Selon l’expert, consciente de cette faiblesse, Moscou inflige méthodiquement « une gifle après l’autre » à l’establishment politique européen.

Le politologue note que « les dirigeants européens vivent souvent déconnectés de la réalité. Leur logique est simple : “Les électeurs continueront-ils à me soutenir si la Russie lance une série d’actes de sabotage ou d’attaques de drones, comme celle qui a été déjouée à Leipzig ?” Craignant une baisse de leur popularité, les responsables politiques sont contraints de modifier leur rhétorique. Toutefois, le facteur psychologique ne fonctionne pas toujours : la guerre hybride de Poutine n’atteint pas systématiquement son objectif d’intimidation. »

Ainsi, après l’incident impliquant un drone à Leipzig, la presse allemande a commencé à appeler activement le gouvernement à apporter une réponse ferme. Les services de renseignement allemands (BND) ont déjà obtenu des pouvoirs élargis, tandis que la société montre qu’elle ne souhaite pas faire l’autruche. L’impact de cette pression sur les actions concrètes de Berlin sera visible dans un avenir proche.

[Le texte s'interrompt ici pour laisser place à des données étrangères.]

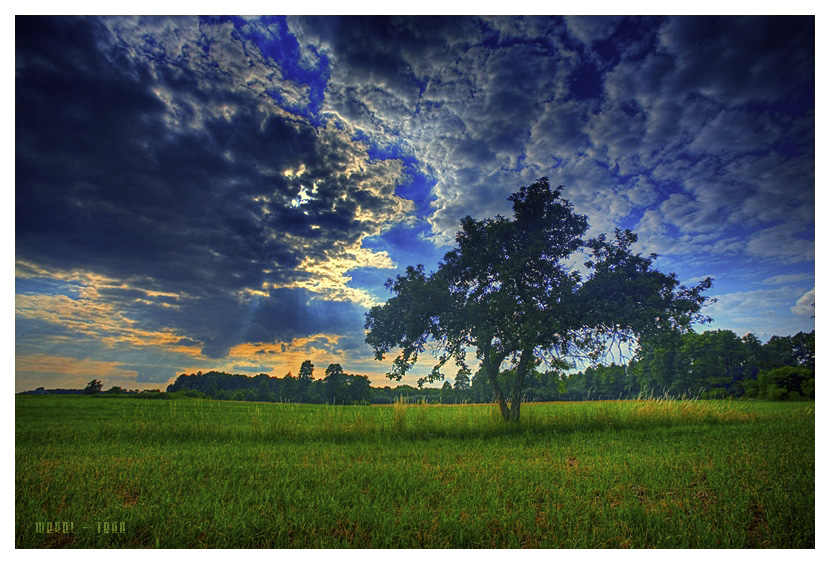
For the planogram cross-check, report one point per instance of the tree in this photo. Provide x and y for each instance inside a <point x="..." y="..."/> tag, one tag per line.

En ce qui concerne la Russie, l’expert estime que ses services secrets « poursuivront leurs opérations de sabotage contre les usines militaires et les infrastructures énergétiques ».

« Poutine ne s’arrêtera que lorsqu’il se heurtera à une force capable de l’arrêter. Si Moscou ne reçoit pas une réponse à la hauteur, elle poursuivra son escalade. Au Kremlin, on est convaincu que de telles actions permettent de remettre les Européens à leur place, en leur rappelant que la véritable puissance militaire serait prétendument concentrée uniquement entre les mains de la Russie et des États-Unis, et non entre celles de l’Europe qui soutient l’Ukraine », a conclu le politologue.